I really look forward to you blowing this one up for a closer look. I'm very interested to see what you find!

Cheers!

Gordon

Delmonico

I won't be able to blow it up more, but should be able to enhance what I'm seeing, hard to see because most of it is behind the rope.

One neat thing about the age we're living in is us "home historians" can do stuff to find detail in pictures that 20 years ago only places with expensive computors could do.

An interesting one is this picture, seen anong other places in Wilson's book The Peacemakers."



Wilson says it was taken in the late 1860's.  Whitch would give proof that fairly pointed toed boots were around longer than most think. 
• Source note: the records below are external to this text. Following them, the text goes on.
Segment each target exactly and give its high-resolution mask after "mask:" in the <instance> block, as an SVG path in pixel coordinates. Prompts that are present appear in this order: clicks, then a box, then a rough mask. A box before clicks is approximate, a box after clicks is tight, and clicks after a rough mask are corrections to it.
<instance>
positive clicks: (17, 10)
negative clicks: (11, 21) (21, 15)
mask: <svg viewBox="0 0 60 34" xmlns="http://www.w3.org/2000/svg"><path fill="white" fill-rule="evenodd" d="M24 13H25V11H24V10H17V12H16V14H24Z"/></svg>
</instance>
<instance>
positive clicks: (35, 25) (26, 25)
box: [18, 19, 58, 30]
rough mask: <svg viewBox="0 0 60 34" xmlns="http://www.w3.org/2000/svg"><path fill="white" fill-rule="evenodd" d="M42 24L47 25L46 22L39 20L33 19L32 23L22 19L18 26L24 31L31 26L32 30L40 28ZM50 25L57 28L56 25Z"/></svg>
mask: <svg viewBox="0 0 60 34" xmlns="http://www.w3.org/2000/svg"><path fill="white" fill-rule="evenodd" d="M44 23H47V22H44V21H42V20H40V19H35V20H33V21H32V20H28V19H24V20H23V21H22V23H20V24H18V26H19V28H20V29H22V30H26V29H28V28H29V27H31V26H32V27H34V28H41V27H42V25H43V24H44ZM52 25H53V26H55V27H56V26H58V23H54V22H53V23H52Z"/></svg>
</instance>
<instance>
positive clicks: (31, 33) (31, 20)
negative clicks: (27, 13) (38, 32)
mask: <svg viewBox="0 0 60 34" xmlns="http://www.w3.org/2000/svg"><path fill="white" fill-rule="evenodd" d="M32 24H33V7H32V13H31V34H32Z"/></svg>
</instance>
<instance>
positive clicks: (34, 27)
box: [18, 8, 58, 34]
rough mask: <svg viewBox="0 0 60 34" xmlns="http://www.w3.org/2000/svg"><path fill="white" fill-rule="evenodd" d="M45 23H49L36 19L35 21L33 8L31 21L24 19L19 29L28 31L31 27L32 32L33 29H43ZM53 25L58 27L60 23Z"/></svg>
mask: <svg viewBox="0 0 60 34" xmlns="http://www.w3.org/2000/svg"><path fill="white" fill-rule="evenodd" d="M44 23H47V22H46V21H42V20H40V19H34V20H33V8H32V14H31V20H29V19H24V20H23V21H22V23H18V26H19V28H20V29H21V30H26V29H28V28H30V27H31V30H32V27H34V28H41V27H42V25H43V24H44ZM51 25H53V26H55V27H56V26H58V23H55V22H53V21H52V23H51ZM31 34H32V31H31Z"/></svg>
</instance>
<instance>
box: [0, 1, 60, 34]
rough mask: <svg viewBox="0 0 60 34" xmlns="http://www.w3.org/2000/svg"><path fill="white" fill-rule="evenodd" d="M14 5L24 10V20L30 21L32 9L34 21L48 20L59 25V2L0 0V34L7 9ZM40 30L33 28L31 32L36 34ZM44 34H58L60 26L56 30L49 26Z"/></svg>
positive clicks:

Enhancing a bit on a part of the picture though shows this:



The beer bottles had been sealed with a crown cap.  Proves nothing about the boots, but does prove the picture is dated wrong.
Mongrel Historian


Always get the water for the coffee upstream from the herd.

Ab Ovo Usque ad Mala

The time has passed so quick, the years all run together now.

Hangtown Frye

Good call. I learned long ago not to put implicit faith in Wilson's dating, unfortunately.  He has some excellent photo's, and much of what he says is great if you can find other verification, but he had a tendency to plagiarize, which is rather criminal of someone so high in the food chain. But I guess he got his just deserts eventually.   Anyway, thanks for pointing that one out. I had serious doubts about his dating of that photo for other reasons, this is just a good proof that he was in error.

Cheers!

Gordon

Delmonico

This one has always amused me more, from the book on the series The West by Ken Burns, picture though is labeled and from the Kansas State Historical Society:  Exact wording I don't remember, but it is said to be a picture of feed blacks waiting on a levee for a steamboat to take them to Kansas to homestead. 




I don't think so.
Mongrel Historian


Always get the water for the coffee upstream from the herd.

Ab Ovo Usque ad Mala

The time has passed so quick, the years all run together now.